I haven’t modeled for photos for Gloomth in five years! I’m far more comfortable behind the camera than in front of it. I tend to be hyper critical of photos others take of me and it’s an arduous slow process to shoot photos of yourself with a timer/remote.
The pandemic has severely limited the number of shoots I can do. Last year I accomplished at least one per week and this year cases in my city have peaked repeatedly so it hasn’t been worth risking my community’s or my own health (I have super at risk parents so I am doubly careful).

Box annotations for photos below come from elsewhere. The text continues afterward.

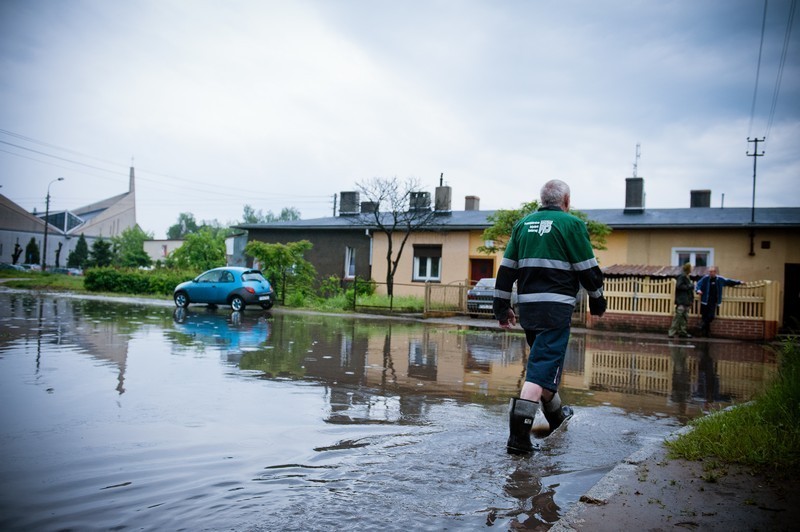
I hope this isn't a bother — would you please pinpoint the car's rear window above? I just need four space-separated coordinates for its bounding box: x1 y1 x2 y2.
242 270 266 281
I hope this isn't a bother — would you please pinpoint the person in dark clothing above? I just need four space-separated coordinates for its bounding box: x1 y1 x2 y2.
697 266 743 336
667 262 694 338
493 180 606 454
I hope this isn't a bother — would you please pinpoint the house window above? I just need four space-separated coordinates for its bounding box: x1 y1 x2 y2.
412 245 442 281
344 246 356 279
672 248 714 267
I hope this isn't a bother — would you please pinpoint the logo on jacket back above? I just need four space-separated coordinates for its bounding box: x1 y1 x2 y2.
525 220 553 236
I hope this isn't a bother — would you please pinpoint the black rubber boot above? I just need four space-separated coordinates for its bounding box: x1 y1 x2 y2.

I’m limited to occasional shoots at best with a couple models who are also being extremely cautious.
So when our new Bubblegum dress arrived and I wasn’t able to shoot with a model I decided it was time to set aside my fears and get back in front of the camera.
I would say my relationship to my appearance is either a calm indifference or results in googling local clocktowers of need of a hunchback (thankfully those moments are extremely rare). I’m thankful for what my body can do and it’s general health, I exercise etc (not that that’s anyone’s business and I don’t require a clean bill of health in order to exist and live my life visibly), but I am not the age or shape people see most often online and I am familiar with how the internet treats women who don’t fit their narrow parameters. I wasn’t sure I felt like navigating that sort of attention while in lockdown (or the patronizing “bravery” comments that make it sound like you’re a deformed monster daring to be seen).
But I did it anyway, albeit a little shakily at first (and on a very cold day). Thank goodness for my excellent and patient partner who used my beastly camera to take these. Maybe they’ll inspire you to do something that makes you super nervous, maybe they’ll encourage someone else who doesn’t fit the mainstream “beauty standard” to dress up, maybe they’re just fun pictures where I have a carousel on my head.